Childhood development is prioritized in the Head Start program, with kids learning a variety of social-emotional skills from teachers like Becka Tallman. 

“We are showing them how it’s okay to have emotions and giving them different techniques like breathing. We have a safe place in our classroom where they can go and take a moment, and then come back and join the classroom. We’re teaching them self-help skills like how to get dressed, going outside, whether it’s putting on their boots or snow pants,” said Tallman. “When they come to school, they eat breakfast with us, and they clean up their dishes. They are, you know, we’re brushing their teeth. They’re doing all of that stuff. They’re obtaining those skills, so they have them down the line.”

Tallman is a third-generation Head Start teacher, following in her mom and grandma’s footsteps. The program takes a holistic approach, helping not only kids but also parents who need advice or extra help. 

“I feel like Head Start is so important for our whole community because it not only gives us an outlet for kids to go to, but it also gives parents, like, as a teacher now, I’m helping parents, you know, make medical appointments, make dental appointments,” said Tallman. “To see it being almost lost in our community is such a downfall. And we, as teachers here, have become such a big family, and it’s going to be a big hardship if we do. And I’m hoping we can get legislators and everything to save Head Start.” 

Powell says she’s doing everything she can to change minds in Washington. She has been making calls every day after work to advocate for the program. 

“I would never put a cost on it. There is- it’s priceless. The services that are provided in these programs across our country. It is vital for these to exist,” emphasized Powell. “There’s no price on that. Every child deserves to feel loved, and I feel that that’s what Head Start does. It makes everybody feel that there’s somebody.”

The future of Head Start remains uncertain, but the fight continues to defend the program and the kids who need it. 

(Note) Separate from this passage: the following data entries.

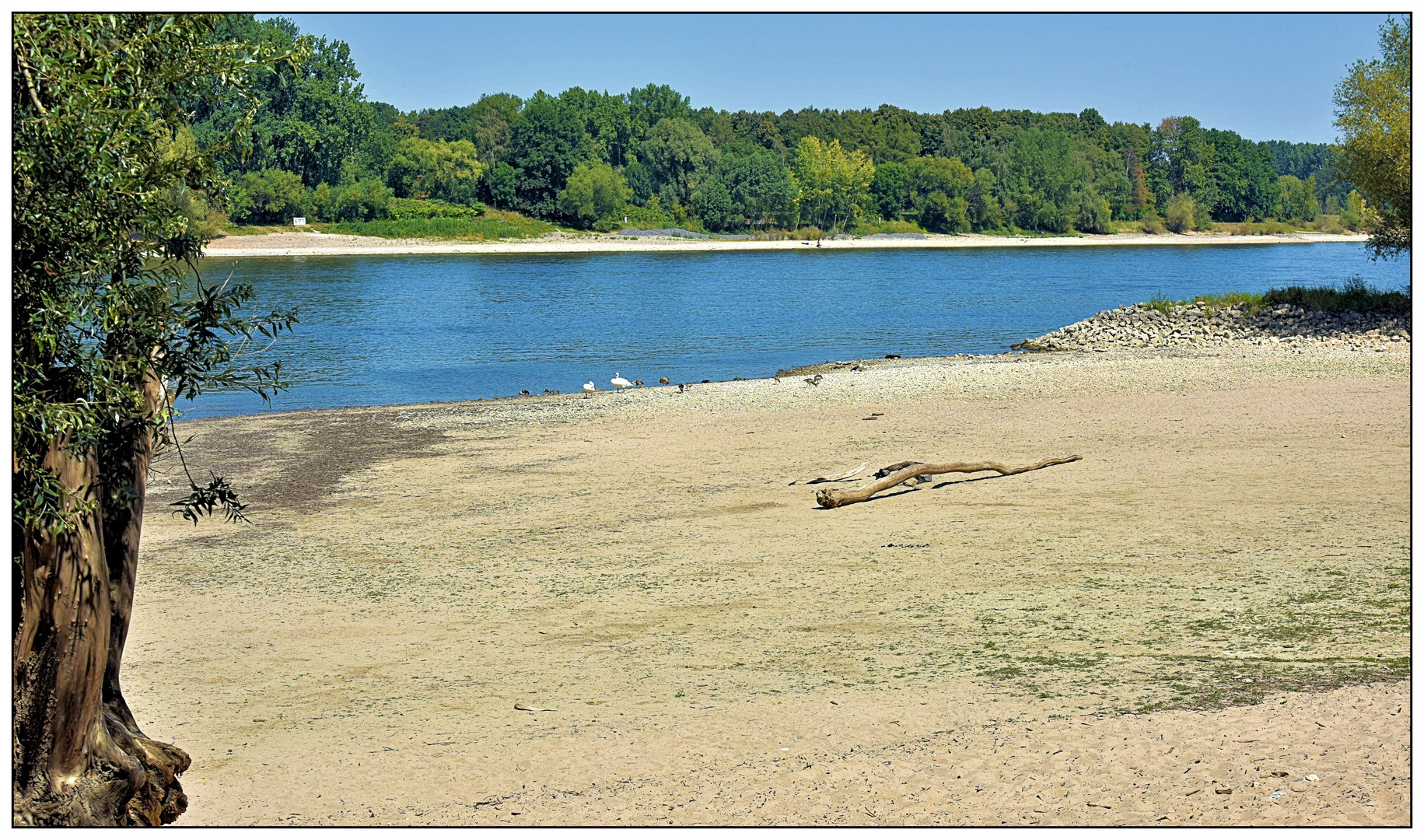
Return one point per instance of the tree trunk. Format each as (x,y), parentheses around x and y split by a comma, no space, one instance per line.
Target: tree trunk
(80,758)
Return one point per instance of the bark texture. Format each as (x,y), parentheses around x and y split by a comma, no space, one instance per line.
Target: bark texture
(80,758)
(829,497)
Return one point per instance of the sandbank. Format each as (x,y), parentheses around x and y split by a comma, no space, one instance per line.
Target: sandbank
(618,611)
(338,243)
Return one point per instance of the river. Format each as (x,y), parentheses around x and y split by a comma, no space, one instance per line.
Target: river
(412,329)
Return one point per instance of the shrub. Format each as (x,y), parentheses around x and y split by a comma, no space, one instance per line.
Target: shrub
(1353,296)
(1094,214)
(942,214)
(490,226)
(419,208)
(594,191)
(268,197)
(892,226)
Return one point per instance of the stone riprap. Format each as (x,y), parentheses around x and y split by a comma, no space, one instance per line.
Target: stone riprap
(1202,325)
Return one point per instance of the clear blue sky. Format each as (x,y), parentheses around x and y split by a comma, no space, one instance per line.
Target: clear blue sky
(1265,75)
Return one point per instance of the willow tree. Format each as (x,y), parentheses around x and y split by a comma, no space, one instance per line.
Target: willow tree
(110,325)
(1373,111)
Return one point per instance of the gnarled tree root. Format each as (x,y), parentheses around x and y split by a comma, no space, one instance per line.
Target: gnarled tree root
(829,497)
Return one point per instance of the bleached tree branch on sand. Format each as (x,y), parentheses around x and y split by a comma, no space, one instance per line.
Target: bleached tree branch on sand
(831,497)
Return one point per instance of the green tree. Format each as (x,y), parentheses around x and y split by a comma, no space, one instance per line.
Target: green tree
(1040,178)
(594,193)
(1373,116)
(832,185)
(678,157)
(269,197)
(1353,212)
(985,211)
(1181,212)
(361,201)
(653,104)
(313,116)
(890,190)
(503,184)
(1297,200)
(714,205)
(937,194)
(436,168)
(1185,159)
(109,329)
(759,187)
(1094,212)
(546,144)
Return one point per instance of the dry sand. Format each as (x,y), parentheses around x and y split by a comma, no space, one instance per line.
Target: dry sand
(315,243)
(1205,621)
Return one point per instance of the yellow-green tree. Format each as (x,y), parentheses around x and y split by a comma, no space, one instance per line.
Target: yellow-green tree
(1373,117)
(594,193)
(832,185)
(436,168)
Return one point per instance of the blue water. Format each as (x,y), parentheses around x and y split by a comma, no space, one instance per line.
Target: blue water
(411,329)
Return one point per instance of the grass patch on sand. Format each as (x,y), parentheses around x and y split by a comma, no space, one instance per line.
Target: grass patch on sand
(870,228)
(1211,301)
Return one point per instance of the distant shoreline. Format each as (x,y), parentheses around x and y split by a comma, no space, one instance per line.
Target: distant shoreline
(344,245)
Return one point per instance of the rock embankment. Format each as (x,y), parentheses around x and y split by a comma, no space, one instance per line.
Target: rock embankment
(1202,325)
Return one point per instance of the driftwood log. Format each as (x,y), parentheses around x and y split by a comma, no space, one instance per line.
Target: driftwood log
(831,497)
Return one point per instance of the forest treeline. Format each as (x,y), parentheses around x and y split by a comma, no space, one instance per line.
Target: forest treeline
(649,159)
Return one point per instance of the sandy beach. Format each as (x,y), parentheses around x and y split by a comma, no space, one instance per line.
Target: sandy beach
(618,611)
(315,243)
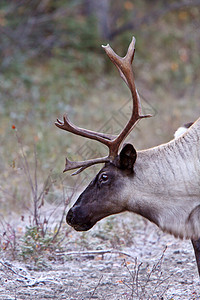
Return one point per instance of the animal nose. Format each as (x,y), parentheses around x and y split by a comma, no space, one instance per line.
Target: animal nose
(69,217)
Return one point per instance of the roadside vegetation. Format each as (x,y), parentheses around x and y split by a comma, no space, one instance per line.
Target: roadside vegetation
(52,63)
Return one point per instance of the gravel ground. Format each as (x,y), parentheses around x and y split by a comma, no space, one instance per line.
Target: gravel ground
(154,266)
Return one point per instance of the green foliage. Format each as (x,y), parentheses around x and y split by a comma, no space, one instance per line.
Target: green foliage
(36,246)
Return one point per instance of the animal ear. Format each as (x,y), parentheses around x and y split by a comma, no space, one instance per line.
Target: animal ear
(127,157)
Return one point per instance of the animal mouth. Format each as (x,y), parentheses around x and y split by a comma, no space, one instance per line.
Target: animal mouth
(82,227)
(78,226)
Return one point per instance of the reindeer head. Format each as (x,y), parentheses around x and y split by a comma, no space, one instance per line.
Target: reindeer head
(107,193)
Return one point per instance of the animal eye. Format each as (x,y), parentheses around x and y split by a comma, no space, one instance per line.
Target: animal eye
(103,177)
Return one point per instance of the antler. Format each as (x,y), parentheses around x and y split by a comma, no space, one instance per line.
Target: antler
(124,66)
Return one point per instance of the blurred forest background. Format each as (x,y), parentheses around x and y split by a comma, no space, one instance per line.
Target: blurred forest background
(52,62)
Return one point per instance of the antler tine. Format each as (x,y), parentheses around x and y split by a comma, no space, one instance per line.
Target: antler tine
(67,125)
(124,66)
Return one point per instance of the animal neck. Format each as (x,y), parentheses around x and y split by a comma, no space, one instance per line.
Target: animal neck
(166,185)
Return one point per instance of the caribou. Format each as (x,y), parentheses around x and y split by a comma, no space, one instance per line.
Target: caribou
(161,184)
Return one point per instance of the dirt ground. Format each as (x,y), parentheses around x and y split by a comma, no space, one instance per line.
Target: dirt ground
(154,266)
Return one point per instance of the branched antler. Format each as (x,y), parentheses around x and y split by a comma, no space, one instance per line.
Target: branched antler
(124,66)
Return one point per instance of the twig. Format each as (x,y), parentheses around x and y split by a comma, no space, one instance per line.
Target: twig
(96,287)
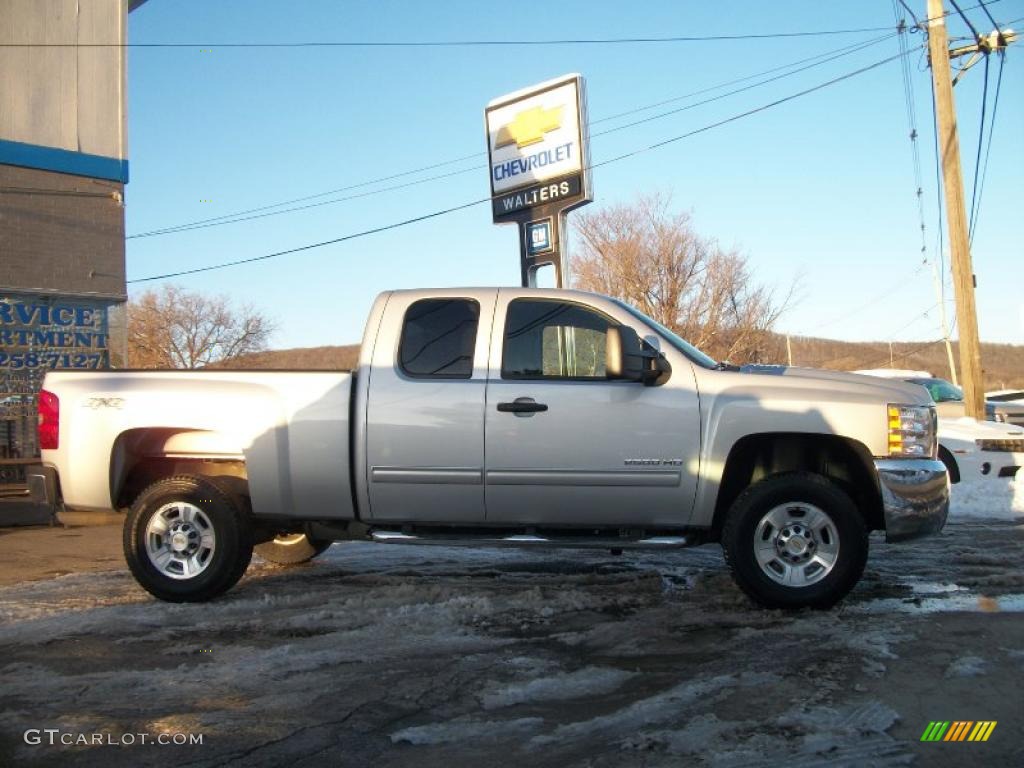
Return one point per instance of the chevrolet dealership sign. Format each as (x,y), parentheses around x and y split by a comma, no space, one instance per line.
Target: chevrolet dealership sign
(537,148)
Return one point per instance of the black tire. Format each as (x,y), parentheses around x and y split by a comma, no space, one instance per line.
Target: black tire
(803,491)
(218,567)
(292,549)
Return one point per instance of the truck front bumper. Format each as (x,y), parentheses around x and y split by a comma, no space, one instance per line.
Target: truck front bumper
(914,497)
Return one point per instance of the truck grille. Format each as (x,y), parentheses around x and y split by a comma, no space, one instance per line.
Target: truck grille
(1008,445)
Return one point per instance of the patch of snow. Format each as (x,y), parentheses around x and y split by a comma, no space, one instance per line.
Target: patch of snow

“I’m not going anywhere. Like that’s just what we need, people like that. We can’t be afraid. We can’t turn a blind eye either. You know, we need to advocate. We need to say what, you know, has to be said. And sometimes that’s hard, but I know that these kids who don’t have a voice- we’re their voice,” said Powell. “We can’t let what’s going on in our outside world, which is out of our control, impact how we care for children.”

On Monday night, the ACLU announced a lawsuit filed alongside parent advocacy groups and a coalition of Head Start providers. Plaintiffs are asking the court to declare the dismantling of Head Start as unlawful. In the meantime, Family Forum still has no word on when they will receive the second half of their annual funding.